Nrf2 Signaling and Cell Survival

Suryakant K Niture 1, James W Kaspar 1, Jun Shen 1, Anil K Jaiswal 1,*
PMCID: PMC2837794  NIHMSID: NIHMS124799  PMID: 19538984

Abstract

Nrf2:INrf2 acts as a sensor for oxidative/electrophilic stress. INrf2 serves as an adaptor to link Nrf2 to the ubiquitin ligase Cul3-Rbx1 complex that ubiquitinate and degrade Nrf2. Under basal conditions, cytosolic INrf2/Cul3-Rbx1 is constantly degrading Nrf2. When a cell encounters stress Nrf2 dissociates from the INrf2 and translocates into the nucleus.

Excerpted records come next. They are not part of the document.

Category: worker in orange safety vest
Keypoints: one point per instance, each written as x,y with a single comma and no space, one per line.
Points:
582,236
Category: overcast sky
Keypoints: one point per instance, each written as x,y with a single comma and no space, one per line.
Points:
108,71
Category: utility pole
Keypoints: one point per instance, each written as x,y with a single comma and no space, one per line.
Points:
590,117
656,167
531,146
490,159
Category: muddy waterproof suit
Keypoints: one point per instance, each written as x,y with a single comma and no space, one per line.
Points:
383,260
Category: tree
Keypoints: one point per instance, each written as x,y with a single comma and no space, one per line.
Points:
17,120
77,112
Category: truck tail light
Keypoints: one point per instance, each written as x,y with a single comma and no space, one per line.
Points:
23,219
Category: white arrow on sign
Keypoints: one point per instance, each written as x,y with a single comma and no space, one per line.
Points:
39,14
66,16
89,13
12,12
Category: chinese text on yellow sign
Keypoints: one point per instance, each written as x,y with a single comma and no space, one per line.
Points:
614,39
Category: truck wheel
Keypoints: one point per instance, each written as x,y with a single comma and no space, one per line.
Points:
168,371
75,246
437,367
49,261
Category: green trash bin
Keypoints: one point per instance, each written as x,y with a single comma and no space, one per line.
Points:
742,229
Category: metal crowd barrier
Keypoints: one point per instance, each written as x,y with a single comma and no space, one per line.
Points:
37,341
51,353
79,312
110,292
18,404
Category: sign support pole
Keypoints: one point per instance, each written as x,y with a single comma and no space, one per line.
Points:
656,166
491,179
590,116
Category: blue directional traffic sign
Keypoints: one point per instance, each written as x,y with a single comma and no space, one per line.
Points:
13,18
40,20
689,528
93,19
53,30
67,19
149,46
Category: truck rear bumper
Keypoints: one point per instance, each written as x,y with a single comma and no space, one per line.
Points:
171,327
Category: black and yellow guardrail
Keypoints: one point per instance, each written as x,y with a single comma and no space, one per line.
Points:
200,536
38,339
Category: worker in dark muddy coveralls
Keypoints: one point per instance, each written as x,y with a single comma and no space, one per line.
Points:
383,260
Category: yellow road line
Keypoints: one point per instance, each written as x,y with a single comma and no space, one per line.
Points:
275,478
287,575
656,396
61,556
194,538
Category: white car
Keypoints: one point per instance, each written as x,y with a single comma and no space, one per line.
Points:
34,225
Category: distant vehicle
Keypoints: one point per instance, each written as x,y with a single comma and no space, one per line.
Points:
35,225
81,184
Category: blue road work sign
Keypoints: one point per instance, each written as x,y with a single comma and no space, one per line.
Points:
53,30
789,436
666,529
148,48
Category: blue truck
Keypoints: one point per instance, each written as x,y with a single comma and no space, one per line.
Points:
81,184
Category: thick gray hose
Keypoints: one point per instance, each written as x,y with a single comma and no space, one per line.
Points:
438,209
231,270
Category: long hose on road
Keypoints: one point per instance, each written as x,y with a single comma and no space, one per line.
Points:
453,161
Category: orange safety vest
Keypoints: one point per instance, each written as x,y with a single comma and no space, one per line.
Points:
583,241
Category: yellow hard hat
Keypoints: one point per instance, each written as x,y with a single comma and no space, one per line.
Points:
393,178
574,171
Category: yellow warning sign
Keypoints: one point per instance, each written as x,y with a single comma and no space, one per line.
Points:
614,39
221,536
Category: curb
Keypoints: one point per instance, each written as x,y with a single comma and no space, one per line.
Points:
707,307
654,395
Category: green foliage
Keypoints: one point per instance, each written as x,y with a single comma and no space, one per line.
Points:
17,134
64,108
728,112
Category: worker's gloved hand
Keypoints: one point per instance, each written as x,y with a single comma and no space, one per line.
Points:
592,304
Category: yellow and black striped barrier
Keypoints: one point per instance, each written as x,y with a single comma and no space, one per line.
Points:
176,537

Oxidative/electrophilic stress induced modification of INrf2Cysteine151 and/or protein kinase C (PKC)-mediated phosporylation of Nrf2Serine40 controls Nrf2 release from INrf2 followed by stabilization and nuclear translocation of Nrf2. Nrf2 binds to the antioxidant response element (ARE) and activates a myriad of genes that protect cells against oxidative/electrophilic stress and neoplasia. A delayed response of oxidative/electrophilic stress activates GSK-3β that phosphorylates Fyn at unknown threonine residue(s). Phosphorylated Fyn translocates to the nucleus and phosphorylates Nrf2Tyrosine568 that leads to nuclear export and degradation of Nrf2. Prothymosin-α mediated nuclear translocation of INrf2 also degrades nuclear Nrf2. The degradation of Nrf2 both in cytosol and nuclear compartments rapidly brings down its levels to normal resulting in suppression of Nrf2 downstream gene expression. An autoregulatory loop between Nrf2 and INrf2 controls their cellular abundance. Nrf2 regulates INrf2 by controlling its transcription, and INrf2 controls Nrf2 by degrading it. In conclusion, switching on and off of Nrf2 combined with promoting an autoregulatory loop between them regulates activation/deactivation of defensive genes leading to protection of cells against adverse effects of oxidative and electrophilic stress and promote cell survival.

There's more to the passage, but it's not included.